Aos poucos, a admiração foi perdendo espaço e um mal-estar começou a se instaurar. Desistir não era uma possibilidade. Os presentes de casamento estavam todos no quartinho da bagunça. Desde cedo ela fora ensinada a, em hipótese alguma, não deixar a peteca cair. Não caiu, isso é fato, mas não foi nenhuma vantagem porque ela não estava mais pra jogo.
Ela não sabe precisar qual foi a gota d’água. Talvez foi o dia em que foram ao shopping de sempre, o mais perto de casa, comer a batata recheada de mesmo sabor, com Fanta Uva. O refrigerante estava em falta e ele se recusou a comer. “É um ritual”, ele disse e foram embora. Ele não se importou se ela queria comer. Talvez foi o dia que ela ganhou 6 brigadeiros, comeu 4 e ele parecia agressivo: “Você não sabe que 6 dividido por 2 é 3”ou, quem sabe, foi o dia que ela fez cachorro quente, mas era pizza que constava no cronograma.

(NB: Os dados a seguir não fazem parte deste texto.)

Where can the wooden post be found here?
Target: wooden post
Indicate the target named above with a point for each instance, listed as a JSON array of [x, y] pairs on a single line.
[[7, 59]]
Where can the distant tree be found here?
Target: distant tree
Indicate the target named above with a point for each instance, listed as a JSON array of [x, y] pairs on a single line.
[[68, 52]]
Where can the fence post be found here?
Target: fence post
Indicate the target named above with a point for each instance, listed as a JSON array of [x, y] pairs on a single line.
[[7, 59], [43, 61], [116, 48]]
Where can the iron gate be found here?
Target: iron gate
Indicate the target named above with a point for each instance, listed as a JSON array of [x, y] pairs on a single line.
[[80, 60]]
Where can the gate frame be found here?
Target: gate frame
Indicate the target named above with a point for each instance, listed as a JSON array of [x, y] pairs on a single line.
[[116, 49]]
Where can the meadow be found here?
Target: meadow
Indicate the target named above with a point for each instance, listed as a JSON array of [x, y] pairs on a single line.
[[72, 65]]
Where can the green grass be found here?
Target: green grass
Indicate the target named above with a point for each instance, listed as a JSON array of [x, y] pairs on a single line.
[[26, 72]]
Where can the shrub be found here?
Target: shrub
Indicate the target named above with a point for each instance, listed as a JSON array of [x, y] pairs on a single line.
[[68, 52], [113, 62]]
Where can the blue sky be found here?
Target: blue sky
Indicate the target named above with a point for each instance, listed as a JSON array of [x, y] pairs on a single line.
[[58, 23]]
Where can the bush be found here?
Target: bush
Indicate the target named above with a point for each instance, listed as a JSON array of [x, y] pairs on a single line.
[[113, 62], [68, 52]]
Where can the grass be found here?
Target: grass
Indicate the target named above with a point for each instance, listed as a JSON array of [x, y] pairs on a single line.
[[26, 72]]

Ela foi minguando… A ideia de casamento dos sonhos estava tão distante quanto a ideia de ganhar na Mega Sena.
Um dia, chamou para um café aquela mesma amiga para quem, meses antes, havia telefonado falando do casamento perfeito.
— Ele é metódico num nível psicopata. Esse açúcar aqui, que eu botei no nosso café, roubei o sachê da padaria. “Faz mal pra saúde” e ele não admite. Olha as minhas unhas! Lindas… Ele que pintou. Não borrou um milímetro sequer. Sabe o que é nem precisar usar o palito? É doentio isso! Não aguento mais isso. A vida é muito curta para ser previsível desse tanto.